To all beginners that just means that when handling secrets, instead of pressing on, you should pause and make an exhaustive list of who would have read/write access to the secret under which conditions and whether that is intended. And with things that are world-readable like a public repo, this is especially crucial.

Another one may or may not be your shells history, the context of your environment variables, whatever you copy-paste into the browser-searchbar/application/LLM/chat/comment section of your choice etc.

If you absolutely have to store secrets/private user data in files within a repo it is a good idea to add the following to your .gitignore:

  *.private
  *.private.*
And then every such file has to have ".private." within the filename (e.g. credentials.private.json), this not only marks it to yourself, it also prevents you to mix up critical with mundane configuration.

But better is to spend a day to think about where secrets/user data really should be stored and how to manage them properly.

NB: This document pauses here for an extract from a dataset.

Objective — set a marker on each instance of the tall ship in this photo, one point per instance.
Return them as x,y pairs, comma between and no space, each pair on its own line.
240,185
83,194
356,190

¹: a non-exhaustive list of other such mistakes: mistaking XOR for encryption, storing passwords in plaintext, using hardcoded credentials, relying on obscurity for security, sending data unencrypted over HTTP, not hashing passwords, using weak hash functions like MD5 or SHA-1, no input validation to stiff thst goes into your database, trusting user input blindly, buffer overflows due to unchecked input, lack of access control, no user authentication, using default admin credentials, running all code as administrator/root without dropping priviledges, relying on client-side validation for security, using self-rolled cryptographic algorithms, mixing authentication and authorization logic, no session expiration or timeout, predictable session IDs, no patch management or updates, wide-open network shares, exposing internal services to the internet, trusting data from cookies or query strings without verification, etc

replies(2): >>43528506 #>>43528516 #
2. immibis ◴[30 Mar 25 22:48 UTC] No.43528516[source]
> no input validation to stiff thst goes into your database

I'd put "conflating input validation with escaping" on this list, and then the list fails the list because the list conflates input validation with escaping.

replies(1): >>43528564 #
3. atoav ◴[30 Mar 25 22:53 UTC] No.43528564[source]
Good point, as I mentioned, this is a non-exhaustive list. Input validation and related topics like encodings, escaping, etc could fill a list single-handedly.